Nel primo caso è intervenuta la polizia, nel secondo i carabinieri per evitare il peggio. Elisabetta Guglielmi, segretaria del Nursind (sindacato delle professioni infermieristiche) di Macerata, dà voce alla preoccupazione della categoria: «Questi gravi episodi ancora una volta mettono in luce le urgenti problematiche della struttura riguardo alla sicurezza dei lavoratori e dei pazienti.
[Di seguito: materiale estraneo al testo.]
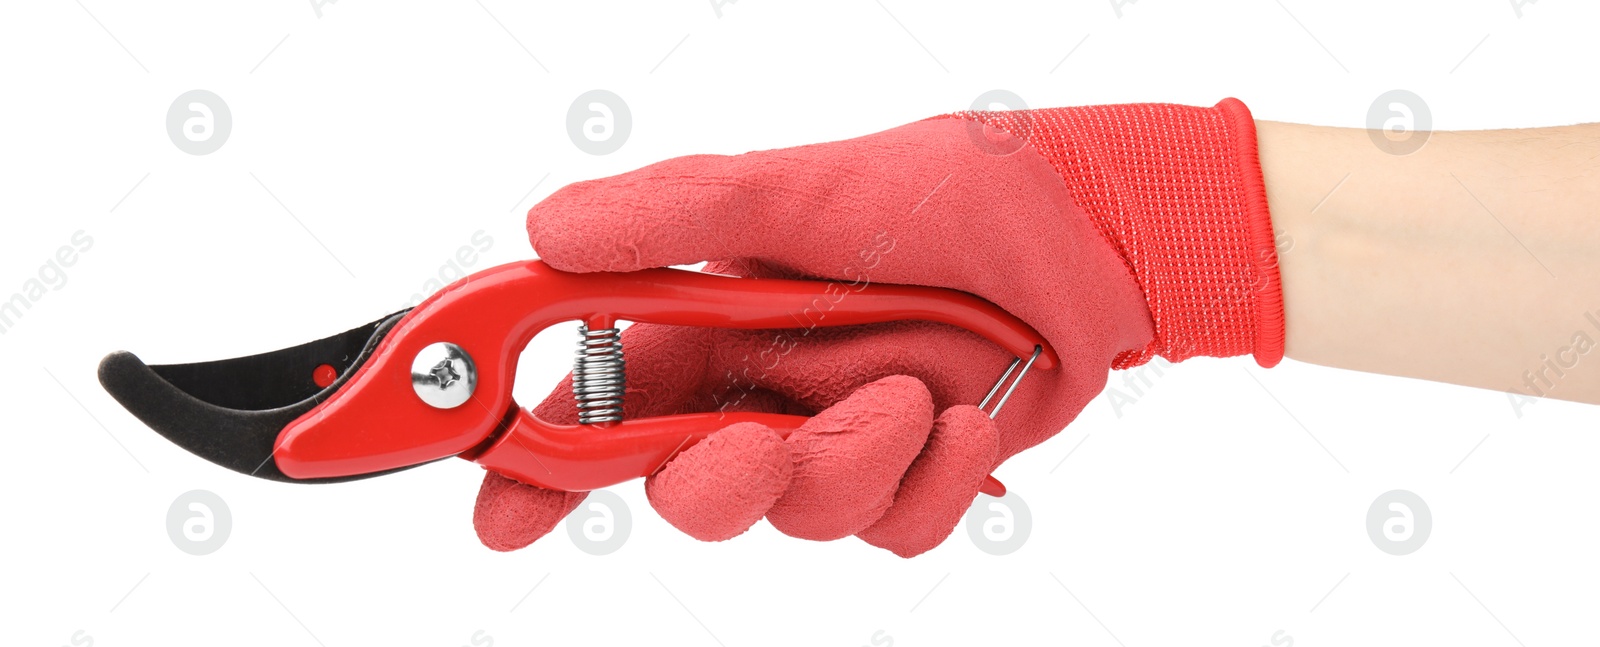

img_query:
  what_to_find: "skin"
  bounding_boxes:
[1256,120,1600,405]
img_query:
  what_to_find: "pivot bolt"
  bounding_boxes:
[411,342,476,409]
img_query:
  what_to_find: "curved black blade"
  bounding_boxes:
[145,313,401,411]
[97,311,418,483]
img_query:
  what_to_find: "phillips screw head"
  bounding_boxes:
[410,342,476,409]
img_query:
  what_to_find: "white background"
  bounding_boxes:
[4,1,1598,645]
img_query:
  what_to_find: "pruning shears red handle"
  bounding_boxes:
[100,260,1056,494]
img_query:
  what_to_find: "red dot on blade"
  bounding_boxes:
[312,364,338,388]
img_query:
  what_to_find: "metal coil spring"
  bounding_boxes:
[573,324,625,424]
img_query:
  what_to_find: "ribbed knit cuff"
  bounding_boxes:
[937,98,1285,368]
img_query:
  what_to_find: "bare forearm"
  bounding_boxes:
[1257,119,1600,404]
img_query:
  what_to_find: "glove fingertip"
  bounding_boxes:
[527,155,742,273]
[527,182,634,273]
[646,422,792,542]
[857,405,1000,558]
[473,471,588,552]
[767,375,934,541]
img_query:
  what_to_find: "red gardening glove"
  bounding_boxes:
[473,99,1285,557]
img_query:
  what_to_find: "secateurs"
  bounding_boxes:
[98,260,1058,494]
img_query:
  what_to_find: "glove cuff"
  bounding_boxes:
[938,98,1285,368]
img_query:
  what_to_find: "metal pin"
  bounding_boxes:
[979,358,1022,411]
[978,345,1042,420]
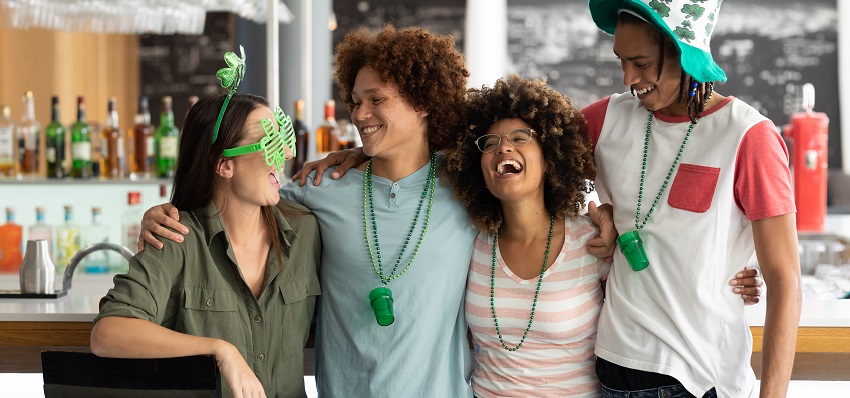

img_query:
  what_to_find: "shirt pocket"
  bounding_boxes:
[279,274,321,304]
[278,274,321,354]
[667,163,721,213]
[177,287,239,339]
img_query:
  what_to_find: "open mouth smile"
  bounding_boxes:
[496,159,523,176]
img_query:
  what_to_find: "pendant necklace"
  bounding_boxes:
[618,87,713,271]
[490,212,554,351]
[363,151,437,326]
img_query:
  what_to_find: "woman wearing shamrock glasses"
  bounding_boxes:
[90,55,319,397]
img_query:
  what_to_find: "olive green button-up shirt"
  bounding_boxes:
[96,201,321,398]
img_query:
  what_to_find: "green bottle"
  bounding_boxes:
[70,96,92,179]
[45,96,67,178]
[155,96,179,178]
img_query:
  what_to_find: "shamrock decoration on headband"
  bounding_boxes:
[212,45,247,143]
[213,45,297,172]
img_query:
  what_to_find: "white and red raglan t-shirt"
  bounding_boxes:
[584,93,795,397]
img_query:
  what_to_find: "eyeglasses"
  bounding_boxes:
[473,128,536,153]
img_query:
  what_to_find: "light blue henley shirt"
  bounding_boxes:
[280,158,475,398]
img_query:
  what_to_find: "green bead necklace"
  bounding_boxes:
[618,90,714,272]
[362,151,437,309]
[633,112,695,230]
[490,212,555,352]
[634,90,713,230]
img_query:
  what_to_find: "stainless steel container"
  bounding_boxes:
[19,240,55,294]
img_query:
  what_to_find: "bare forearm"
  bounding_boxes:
[90,317,224,359]
[759,278,801,397]
[751,214,801,398]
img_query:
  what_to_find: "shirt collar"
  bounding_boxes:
[196,201,296,249]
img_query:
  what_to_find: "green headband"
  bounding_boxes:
[213,45,297,172]
[212,45,246,143]
[222,106,296,172]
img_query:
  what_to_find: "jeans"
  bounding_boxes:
[601,384,718,398]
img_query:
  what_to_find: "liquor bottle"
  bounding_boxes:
[292,99,310,172]
[28,207,54,258]
[338,119,359,150]
[16,91,40,179]
[54,205,82,271]
[0,208,23,273]
[0,105,14,177]
[90,121,102,179]
[131,96,155,179]
[83,207,112,273]
[315,100,340,156]
[101,97,125,179]
[124,108,135,179]
[155,96,179,179]
[122,191,143,254]
[45,96,67,178]
[70,96,92,178]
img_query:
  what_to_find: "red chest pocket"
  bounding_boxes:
[668,163,721,213]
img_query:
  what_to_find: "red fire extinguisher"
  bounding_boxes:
[783,83,829,232]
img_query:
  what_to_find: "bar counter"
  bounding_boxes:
[0,274,848,379]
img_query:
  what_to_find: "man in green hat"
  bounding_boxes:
[585,0,800,397]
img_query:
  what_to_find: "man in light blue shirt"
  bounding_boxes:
[281,158,475,397]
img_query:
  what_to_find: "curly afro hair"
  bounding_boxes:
[334,25,469,151]
[442,75,596,234]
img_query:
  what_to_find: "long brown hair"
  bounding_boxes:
[171,94,284,267]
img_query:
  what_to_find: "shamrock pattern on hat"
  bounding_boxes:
[643,0,720,51]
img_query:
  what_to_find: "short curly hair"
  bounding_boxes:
[442,75,596,234]
[334,25,469,151]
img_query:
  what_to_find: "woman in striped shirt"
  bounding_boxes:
[441,75,606,397]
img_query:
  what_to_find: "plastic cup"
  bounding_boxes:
[617,230,650,271]
[369,287,394,326]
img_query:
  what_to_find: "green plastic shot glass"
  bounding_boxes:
[369,287,395,326]
[617,230,649,271]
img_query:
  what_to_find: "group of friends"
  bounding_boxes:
[88,0,801,397]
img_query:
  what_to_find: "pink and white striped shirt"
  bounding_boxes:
[465,215,609,398]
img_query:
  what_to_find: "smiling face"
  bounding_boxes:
[350,67,430,161]
[613,20,685,116]
[224,106,284,208]
[480,118,547,204]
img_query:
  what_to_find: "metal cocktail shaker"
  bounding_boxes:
[19,240,55,294]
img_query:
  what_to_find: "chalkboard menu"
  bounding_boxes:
[139,12,236,129]
[334,0,841,168]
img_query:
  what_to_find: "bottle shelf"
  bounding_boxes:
[0,181,172,260]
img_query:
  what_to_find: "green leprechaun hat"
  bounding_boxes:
[589,0,727,83]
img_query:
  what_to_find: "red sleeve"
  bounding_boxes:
[581,96,611,150]
[734,120,796,220]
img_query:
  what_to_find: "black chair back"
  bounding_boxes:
[42,351,221,398]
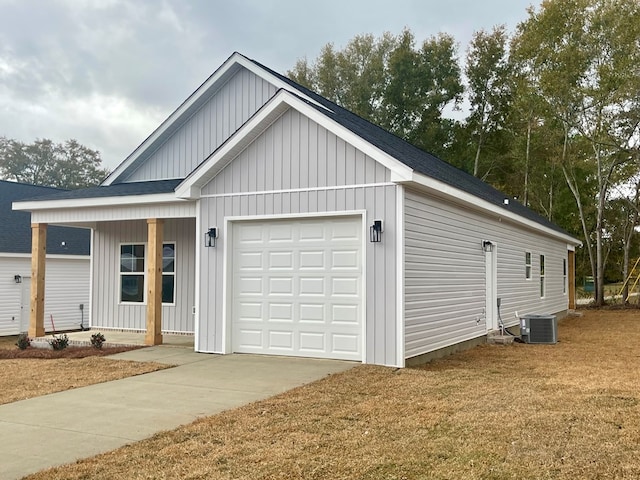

Il Nursind ha più volte chiesto alla direzione sanitaria la presenza di una guardia giurata e di telecamere di sorveglianza, precisamente un presidio di guardia e di sorveglianza e un idoneo sistema di allarme».
E sul rischio che corre il personale sanitario insiste la Guglielmi, «perché non ci si può recare al lavoro temendo per la propria salute e con l’apprensione di non fornire le giuste e tempestive cure ai pazienti presenti, perché impegnati a fare ragionare tossicodipendenti, ubriachi, o persone che si scagliano contro senza motivo. E a trovarsi in situazioni di rischio sono infermiere, numericamente superiori ai loro colleghi. I professionisti della sanità non vogliono e non possono essere preposti a sedare risse e a combattere ubriachi, vogliono potere effettuare il lavoro per cui sono stati assunti nella dignità che è loro dovuta». Ricorda infine che il pronto soccorso di Civitanova, che in un anno registra circa 25mila accessi, «non può essere sprovvisto di requisiti minimi di sicurezza».
«Il problema – aggiunge la Guglielmi – va poi analizzato prendendo in considerazione anche la carenza dei posti letto, che alimenta lo stazionamento di pazienti in barella lungo i corridoi o in stanze che dovrebbero servire allo snellimento delle procedure, se il numero per il personale fosse adeguato».